There are some books that are so special and thought-provoking you just want to keep them a secret, as little treats to think about and ponder over. If I had to describe The Book Thief in one word, it would be MAGICAL, but alongside magical, there is also tender, compassionate, kind-hearted, forgiving and authentic, and above all wise.

It reminds me of To Kill a Mockingbird with its children wise beyond their years and their moral compass that will make most adults embarrassed. The essence of children like Scout and Liesel is their immediacy – they do not wait, they do not accept excuses and they do not believe lies. They are also determined and fearless and it is truly fascinating to see them grow.

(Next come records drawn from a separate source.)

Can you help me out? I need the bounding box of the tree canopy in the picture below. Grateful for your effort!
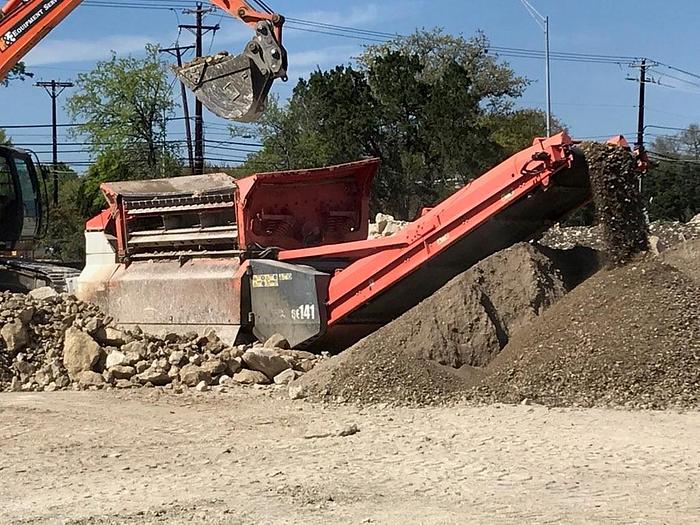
[643,124,700,221]
[66,46,175,173]
[243,31,556,219]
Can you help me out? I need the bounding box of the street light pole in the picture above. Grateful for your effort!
[520,0,552,137]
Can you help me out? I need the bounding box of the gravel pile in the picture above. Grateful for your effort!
[294,144,700,408]
[298,244,597,404]
[539,221,700,252]
[471,260,700,409]
[581,142,649,265]
[0,289,320,391]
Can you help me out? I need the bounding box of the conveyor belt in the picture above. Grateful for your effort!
[0,257,80,292]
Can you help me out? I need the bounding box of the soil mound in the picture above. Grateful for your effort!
[663,239,700,284]
[299,244,597,404]
[473,260,700,408]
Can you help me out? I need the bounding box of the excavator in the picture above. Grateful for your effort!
[0,0,287,290]
[0,0,640,350]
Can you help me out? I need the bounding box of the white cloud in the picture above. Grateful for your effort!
[289,46,358,81]
[295,4,381,26]
[25,35,160,66]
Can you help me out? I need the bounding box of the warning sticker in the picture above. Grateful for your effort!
[253,273,294,288]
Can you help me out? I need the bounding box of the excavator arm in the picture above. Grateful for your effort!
[0,0,287,122]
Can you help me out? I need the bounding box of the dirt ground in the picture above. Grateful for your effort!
[0,388,700,524]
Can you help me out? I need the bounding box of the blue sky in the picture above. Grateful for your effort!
[0,0,700,168]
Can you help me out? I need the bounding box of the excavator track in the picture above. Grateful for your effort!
[0,257,80,292]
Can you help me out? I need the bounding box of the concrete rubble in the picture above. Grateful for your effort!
[0,290,323,392]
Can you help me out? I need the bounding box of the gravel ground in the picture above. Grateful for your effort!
[0,388,700,525]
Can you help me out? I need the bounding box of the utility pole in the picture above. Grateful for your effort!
[520,0,552,137]
[34,80,74,205]
[637,58,649,193]
[160,46,196,174]
[180,2,220,175]
[637,58,649,153]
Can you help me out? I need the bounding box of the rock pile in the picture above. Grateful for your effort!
[581,142,649,265]
[0,290,319,391]
[539,221,700,252]
[470,258,700,409]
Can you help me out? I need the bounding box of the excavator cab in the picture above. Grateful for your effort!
[0,146,48,251]
[174,15,287,122]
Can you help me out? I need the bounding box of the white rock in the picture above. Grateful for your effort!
[28,286,58,301]
[77,370,105,387]
[275,368,297,385]
[233,369,270,385]
[265,334,289,350]
[105,350,129,368]
[243,348,290,379]
[63,327,102,379]
[0,319,29,352]
[194,381,211,392]
[289,383,307,399]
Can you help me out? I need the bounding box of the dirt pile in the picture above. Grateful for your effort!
[297,244,597,404]
[539,217,700,251]
[0,290,320,391]
[581,142,649,264]
[474,260,700,408]
[661,239,700,284]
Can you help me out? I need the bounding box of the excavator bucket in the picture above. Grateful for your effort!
[176,53,274,122]
[175,21,287,122]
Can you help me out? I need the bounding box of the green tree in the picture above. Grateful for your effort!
[0,128,12,146]
[245,30,544,218]
[359,29,529,113]
[41,164,85,263]
[66,46,177,174]
[487,109,567,155]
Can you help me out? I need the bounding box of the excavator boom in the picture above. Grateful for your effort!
[0,0,287,122]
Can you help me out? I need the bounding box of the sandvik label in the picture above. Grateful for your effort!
[0,0,63,51]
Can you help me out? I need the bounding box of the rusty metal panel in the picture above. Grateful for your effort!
[91,258,241,340]
[101,173,236,198]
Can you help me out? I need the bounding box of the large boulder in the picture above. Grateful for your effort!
[135,367,172,386]
[201,359,228,376]
[63,327,102,380]
[0,319,29,352]
[233,368,272,385]
[105,350,129,368]
[77,370,105,388]
[109,365,136,379]
[180,365,211,387]
[264,334,289,350]
[243,348,291,380]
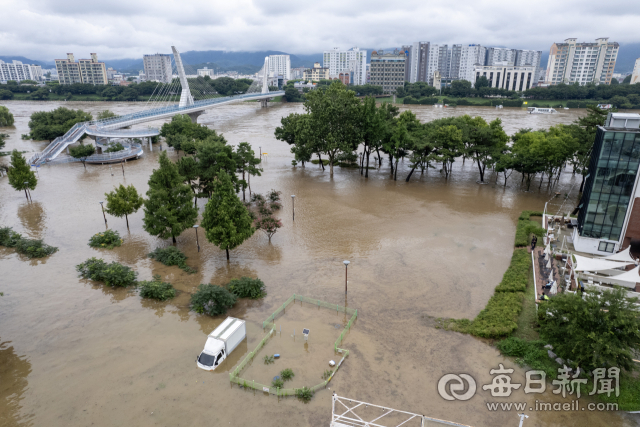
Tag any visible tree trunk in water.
[364,151,371,178]
[242,168,246,202]
[404,166,416,182]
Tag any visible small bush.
[0,227,22,248]
[296,387,313,402]
[89,230,122,249]
[138,274,176,301]
[226,277,267,299]
[76,258,137,287]
[16,238,58,258]
[0,227,58,258]
[148,246,197,273]
[280,368,296,381]
[191,284,237,316]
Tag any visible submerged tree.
[104,184,144,230]
[7,150,38,200]
[144,151,198,243]
[201,171,255,260]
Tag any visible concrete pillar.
[187,111,204,123]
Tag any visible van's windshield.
[198,353,216,366]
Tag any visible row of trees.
[275,82,606,188]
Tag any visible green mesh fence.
[229,294,358,396]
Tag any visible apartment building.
[322,47,367,85]
[78,53,109,85]
[0,60,42,82]
[269,55,291,80]
[545,37,620,85]
[630,58,640,84]
[55,53,82,85]
[470,65,537,92]
[302,62,329,82]
[370,49,407,94]
[142,53,173,83]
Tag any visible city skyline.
[0,0,640,61]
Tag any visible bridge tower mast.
[171,46,194,108]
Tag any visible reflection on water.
[0,101,631,427]
[0,341,33,426]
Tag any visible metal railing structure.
[29,46,284,165]
[331,393,469,427]
[229,294,358,396]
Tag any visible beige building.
[302,62,329,82]
[471,65,536,92]
[369,49,407,94]
[545,37,620,85]
[56,53,108,85]
[630,58,640,84]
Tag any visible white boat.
[528,107,557,114]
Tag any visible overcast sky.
[0,0,640,60]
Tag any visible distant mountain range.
[0,43,640,74]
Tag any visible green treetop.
[202,171,256,260]
[144,151,198,243]
[7,150,38,200]
[0,105,13,127]
[105,184,144,229]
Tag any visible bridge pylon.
[171,46,194,108]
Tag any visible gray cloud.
[0,0,640,60]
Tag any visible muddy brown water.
[0,101,635,426]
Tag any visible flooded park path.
[0,101,634,427]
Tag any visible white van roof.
[204,337,224,355]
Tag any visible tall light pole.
[342,260,350,295]
[193,224,200,252]
[100,202,107,226]
[24,181,33,202]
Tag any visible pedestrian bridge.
[29,46,284,165]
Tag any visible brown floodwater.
[0,101,635,427]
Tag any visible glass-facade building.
[578,127,640,252]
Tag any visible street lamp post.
[100,202,107,226]
[193,224,200,252]
[342,261,350,295]
[24,181,33,202]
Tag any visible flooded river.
[0,101,634,427]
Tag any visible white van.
[196,317,247,371]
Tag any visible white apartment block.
[197,67,216,78]
[630,58,640,85]
[269,55,291,80]
[0,60,42,82]
[458,44,487,83]
[469,65,537,92]
[322,47,367,85]
[142,53,173,83]
[545,37,620,85]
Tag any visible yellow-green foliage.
[496,249,531,292]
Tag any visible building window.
[598,242,616,252]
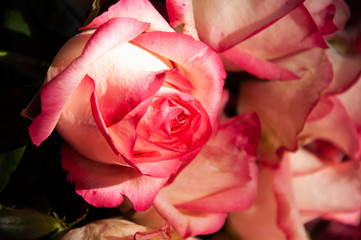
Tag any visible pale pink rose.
[237,48,333,167]
[134,114,260,237]
[167,0,350,80]
[61,218,174,240]
[24,0,225,210]
[230,31,361,240]
[229,149,361,240]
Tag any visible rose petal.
[337,72,361,128]
[238,47,332,166]
[229,159,308,240]
[134,32,226,126]
[161,114,260,212]
[61,144,167,211]
[222,48,299,80]
[29,18,149,145]
[193,0,303,52]
[293,159,361,214]
[235,5,327,60]
[300,97,360,157]
[325,49,361,94]
[80,0,174,32]
[305,0,350,35]
[166,0,198,40]
[153,195,227,238]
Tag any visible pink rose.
[167,0,350,80]
[167,0,350,167]
[134,114,260,237]
[24,0,225,210]
[230,29,361,240]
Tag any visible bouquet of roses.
[0,0,361,240]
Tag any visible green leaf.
[3,10,31,37]
[0,49,50,84]
[0,205,67,240]
[0,145,26,193]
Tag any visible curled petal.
[153,195,227,238]
[29,18,149,145]
[61,144,167,211]
[193,0,303,52]
[81,0,174,32]
[238,50,332,166]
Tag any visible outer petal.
[29,18,148,145]
[325,48,361,94]
[235,5,327,60]
[82,0,174,32]
[193,0,303,52]
[305,0,350,35]
[238,47,332,166]
[337,75,361,128]
[167,0,198,39]
[229,159,308,240]
[134,32,226,129]
[293,159,361,219]
[161,114,260,212]
[222,48,299,80]
[61,144,167,211]
[153,195,227,238]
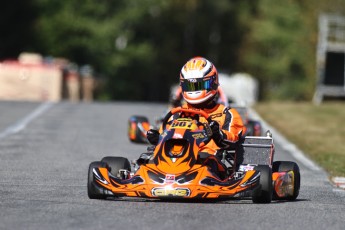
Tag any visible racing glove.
[209,120,224,145]
[146,129,159,145]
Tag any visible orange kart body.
[94,108,260,198]
[88,107,299,203]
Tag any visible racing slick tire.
[128,115,150,143]
[272,161,301,201]
[87,161,107,199]
[101,156,131,177]
[252,165,273,203]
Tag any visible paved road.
[0,102,345,230]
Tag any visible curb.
[331,177,345,189]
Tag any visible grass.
[254,102,345,177]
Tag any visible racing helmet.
[180,57,219,105]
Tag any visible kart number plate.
[152,188,190,197]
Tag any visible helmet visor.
[181,77,218,92]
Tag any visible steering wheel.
[162,107,212,137]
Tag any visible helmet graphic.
[180,57,219,105]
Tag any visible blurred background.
[0,0,345,102]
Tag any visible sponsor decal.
[151,187,190,197]
[192,133,205,139]
[165,174,175,184]
[210,113,222,119]
[173,133,183,139]
[239,165,255,172]
[171,120,193,129]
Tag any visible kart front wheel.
[87,161,107,199]
[272,161,301,200]
[252,165,273,203]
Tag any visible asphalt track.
[0,102,345,230]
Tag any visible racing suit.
[170,86,229,107]
[183,104,246,155]
[145,102,246,179]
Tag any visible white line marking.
[249,108,321,171]
[0,102,54,140]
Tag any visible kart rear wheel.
[101,156,131,177]
[252,165,273,203]
[272,161,301,200]
[87,161,107,199]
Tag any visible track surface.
[0,102,345,230]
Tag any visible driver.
[147,57,245,169]
[170,82,229,107]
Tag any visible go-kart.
[87,107,300,203]
[128,104,262,143]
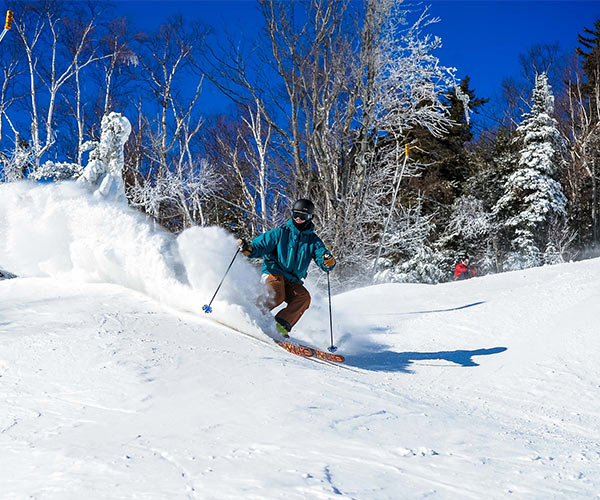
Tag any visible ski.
[274,339,346,363]
[204,318,346,363]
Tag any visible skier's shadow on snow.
[346,347,507,373]
[364,300,485,316]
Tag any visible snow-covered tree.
[494,73,567,269]
[79,113,131,201]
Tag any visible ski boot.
[275,318,292,339]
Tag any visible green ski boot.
[275,319,290,339]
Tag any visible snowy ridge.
[0,184,600,500]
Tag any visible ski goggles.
[292,210,312,221]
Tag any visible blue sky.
[117,0,600,120]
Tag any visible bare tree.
[14,1,105,168]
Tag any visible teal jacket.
[248,219,335,283]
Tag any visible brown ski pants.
[266,274,310,326]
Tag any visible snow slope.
[0,184,600,500]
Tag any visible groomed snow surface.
[0,183,600,500]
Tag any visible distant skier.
[238,199,336,337]
[454,257,477,280]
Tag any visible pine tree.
[494,73,567,269]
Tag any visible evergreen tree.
[409,76,489,213]
[494,73,567,269]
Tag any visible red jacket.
[454,262,477,280]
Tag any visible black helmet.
[292,198,315,219]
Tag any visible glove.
[238,238,252,257]
[323,253,335,270]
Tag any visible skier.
[454,256,477,281]
[238,199,336,337]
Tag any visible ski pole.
[327,271,337,352]
[202,246,242,314]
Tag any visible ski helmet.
[292,198,315,219]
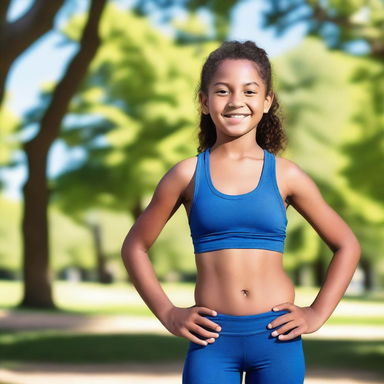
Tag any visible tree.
[21,0,106,307]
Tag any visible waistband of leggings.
[203,309,289,336]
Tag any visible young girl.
[122,41,360,384]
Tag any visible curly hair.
[196,40,287,154]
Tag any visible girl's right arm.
[121,157,220,345]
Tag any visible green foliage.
[0,102,19,166]
[273,38,384,274]
[0,195,22,271]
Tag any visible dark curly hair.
[196,40,287,154]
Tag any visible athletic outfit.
[183,148,305,384]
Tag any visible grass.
[0,331,384,374]
[0,280,384,325]
[0,281,384,373]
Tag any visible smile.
[224,115,250,119]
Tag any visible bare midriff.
[195,249,295,316]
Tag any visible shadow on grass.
[0,331,384,376]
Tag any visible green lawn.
[0,331,384,373]
[0,280,384,326]
[0,281,384,373]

The Book Thief is a tearjerker at times, it does not have a traditional happy ending, yet it is amazingly positive, optimistic, full of life, and full of characters who feel alive despite circumstances. They know what pure happiness is. They thank God for books and music, and a broken leg is possibly one of the best things that has ever happened to Hans Hubemann. They do not hate, even though they have good reason to. They are not bitter, even though they have every right to be. And they do not give up, even though life kicks them while they are down. They live their lives to the fullest, and it is a lesson every reader should take away from this bitter-sweet story that dares YOU to LIVE.

Markus Zusak is a very powerful storyteller who was able to breathe life into Death itself, creating an intriguing and thought-provoking narrator.

This story is slow-paced in the best possible way. It does not beg for a climax, conclusion, resolution or closure. The narrator gives away all major events throughout the book, which makes it obvious that the point is not the ending, but the journey – emotions stirred, intelligent thoughts provoked, heartstrings tugged.